Mit 16 beginnt Nina eine Ausbildung als Physiotherapeutin. Drei Jahre später ist sie fertig, zieht aus und hat ihre erste Stelle. Schnell merkt sie, dass sich die ständige Belastung ihrer Arme nicht mit der angeborenen Fehlstellung ihres Schultergelenks verträgt. Die Folge sind drei Schulteroperationen. Nina erinnert sich: "Ich habe immer wieder gemerkt, dass ich körperlich an Grenzen gerate, jeden Tag teilweise mit Schmerzen die Arbeit beenden musste."
Im Dezember 2023 gewinnt Nina ein Realistisches Grundeinkommen – eine finanzielle Absicherung für die nächsten drei Jahre. Im ersten Moment ist ihr die Tragweite noch nicht bewusst, dann realisiert sie immer mehr: "Es eröffnet mir neue Möglichkeiten. Das fühlt sich nach neuen Chancen und Hoffnungen an."
Einen Monat nachdem sie das erste Grundeinkommen erhält, reicht Nina die Kündigung ein. "Ich bin niemand, der sich ständig krank melden möchte", erklärt sie. In der Arbeit als Physiotherapeutin sieht sie keine Zukunft für sich.
Das Grundeinkommen bringt Nina durch einen Monat Arbeitslosigkeit – und ihre Träume zurück: Sie möchte Tiere in ihre Arbeit einbinden. Nina will die heilsame Wirkung, die sie als Heranwachsende durch Samy und die anderen Tiere ihrer Eltern erlebt hat, weitergeben. "An andere Leute, denen es vielleicht gerade nicht so gut geht", sagt sie.
Nina nimmt ein Jobangebot bei einer Jugendhilfe in Seesen an. Den dafür nötigen Umzug kann sie sich nur durch ihr Grundeinkommen leisten. Sie wohnt jetzt wieder in der Nähe ihrer Eltern und ist regelmäßig bei ihnen zu Besuch. Und damit auch bei Samy und den zwei Minischweinchen, Hühnern und Katzen. Auch wir dürfen dieses Kleinod, etwa 30 Kilometer von Seesen entfernt, bei unserem Besuch kennenlernen. Nur Katze Molly mag sich an diesem Tag nicht zeigen.
Mit ihren Klient*innen aus der Jugendhilfe geht Nina oft ins Tierheim zu den Katzen.

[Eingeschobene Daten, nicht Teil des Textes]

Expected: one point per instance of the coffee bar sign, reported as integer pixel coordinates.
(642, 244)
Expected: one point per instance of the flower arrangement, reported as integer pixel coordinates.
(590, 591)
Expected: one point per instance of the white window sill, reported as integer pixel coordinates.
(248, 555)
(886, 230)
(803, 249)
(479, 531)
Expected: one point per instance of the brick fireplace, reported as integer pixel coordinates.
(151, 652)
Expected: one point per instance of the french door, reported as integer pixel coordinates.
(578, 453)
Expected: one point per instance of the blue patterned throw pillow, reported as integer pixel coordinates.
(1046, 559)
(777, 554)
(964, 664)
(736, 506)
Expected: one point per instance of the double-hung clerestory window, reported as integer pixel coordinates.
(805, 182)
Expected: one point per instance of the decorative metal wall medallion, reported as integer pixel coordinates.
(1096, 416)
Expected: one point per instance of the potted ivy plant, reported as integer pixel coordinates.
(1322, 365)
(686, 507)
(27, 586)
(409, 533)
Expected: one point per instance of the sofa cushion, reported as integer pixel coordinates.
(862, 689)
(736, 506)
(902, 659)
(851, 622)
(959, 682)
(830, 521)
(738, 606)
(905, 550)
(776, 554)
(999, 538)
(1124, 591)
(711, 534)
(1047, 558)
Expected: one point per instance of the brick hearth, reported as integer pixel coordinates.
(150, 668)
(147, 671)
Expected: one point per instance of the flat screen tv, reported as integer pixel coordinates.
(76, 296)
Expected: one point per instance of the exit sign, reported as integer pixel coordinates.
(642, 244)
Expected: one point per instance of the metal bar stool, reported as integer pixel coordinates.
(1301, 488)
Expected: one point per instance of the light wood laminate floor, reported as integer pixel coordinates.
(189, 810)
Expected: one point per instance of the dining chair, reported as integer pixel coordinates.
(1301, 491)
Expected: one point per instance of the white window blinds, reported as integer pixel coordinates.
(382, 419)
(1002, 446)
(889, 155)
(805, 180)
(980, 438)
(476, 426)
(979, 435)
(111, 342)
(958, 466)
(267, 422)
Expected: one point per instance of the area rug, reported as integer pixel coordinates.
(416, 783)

Die Kinder fassen schnell Vertrauen – sie fühlen sich von den Katzen verstanden, dann sind sie in ihrer Not nicht so allein. Eins der Kinder hat ein Elternteil verloren, im Tierheim kann es mit verwaisten Kätzchen kuscheln.

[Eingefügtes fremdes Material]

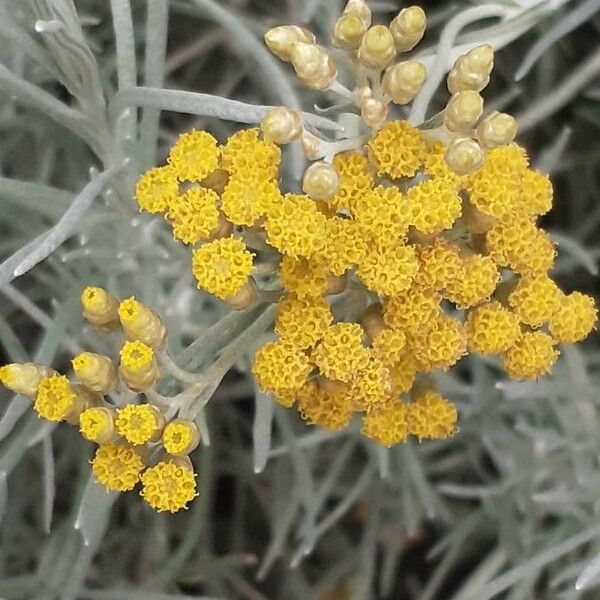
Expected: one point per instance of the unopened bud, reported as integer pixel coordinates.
(463, 110)
(374, 112)
(464, 155)
(97, 372)
(281, 125)
(320, 181)
(141, 323)
(377, 48)
(100, 308)
(280, 39)
(403, 81)
(348, 31)
(408, 28)
(496, 130)
(23, 378)
(360, 8)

Der Verlust von nahestehenden Menschen, Gewalterfahrungen und einschneidende Krisen – fast alle Menschen, die Nina betreut, haben traumatische Erfahrungen gemacht. Schon in ihrer Arbeit als Physiotherapeutin bemerkte Nina, dass bei manchen Menschen mit körperlichen Schmerzen auch psychische dahinterstecken: "Auf körperlicher Ebene konnte ich oft gar nicht so weit kommen, den Leuten wirklich zu helfen."
"Das Grundeinkommen fühlt sich wie eine Sicherheitsleine an", sagt Nina, "ich weiß, ich kann jederzeit die laufenden Kosten decken." Mit dieser Sicherheit im Hinterkopf entscheidet sich Nina für einen kostenintensiven und erweiterten Bildungsweg: Eine traumapädagogische Fortbildung, eine Ausbildung in tiergestützter Intervention und ein Studium, das sie als Fundament dafür braucht.

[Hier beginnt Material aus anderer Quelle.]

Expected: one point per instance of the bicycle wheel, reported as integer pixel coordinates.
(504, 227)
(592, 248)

Ohne das Grundeinkommen hätte sich Nina die Veränderungen in ihrem Leben nicht leisten können: "In meiner Generation ist das Finanzielle ein großes Thema", das bekommt Nina auch bei ihren Freund*innen mit. Sie sieht, wie viele junge Erwachsene immer weiter auseinanderdriften: "Die einen haben Zeit und Geld, um an Zukunft und Entwicklung zu denken. Die anderen kämpfen mit dem Alltag und kommen aus dem Dilemma, dass man zu wenig Geld hat, nie raus."
Nina erzählt uns: "Geld war schon immer ein großer Stressfaktor für mich." Ihr Freundeskreis bemerkt, dass sie seit ihrem Gewinn viel ausgeglichener wirkt und auch Nina sagt: "Das Grundeinkommen hat mich mental und mein Glück einfach krass beeinflusst."
* Nina heißt eigentlich anders. Aus Rücksicht auf ihre Privatsphäre nennen wir sie in diesem Text Nina. Ihre Geschichte und ihre Zitate haben wir nicht verändert.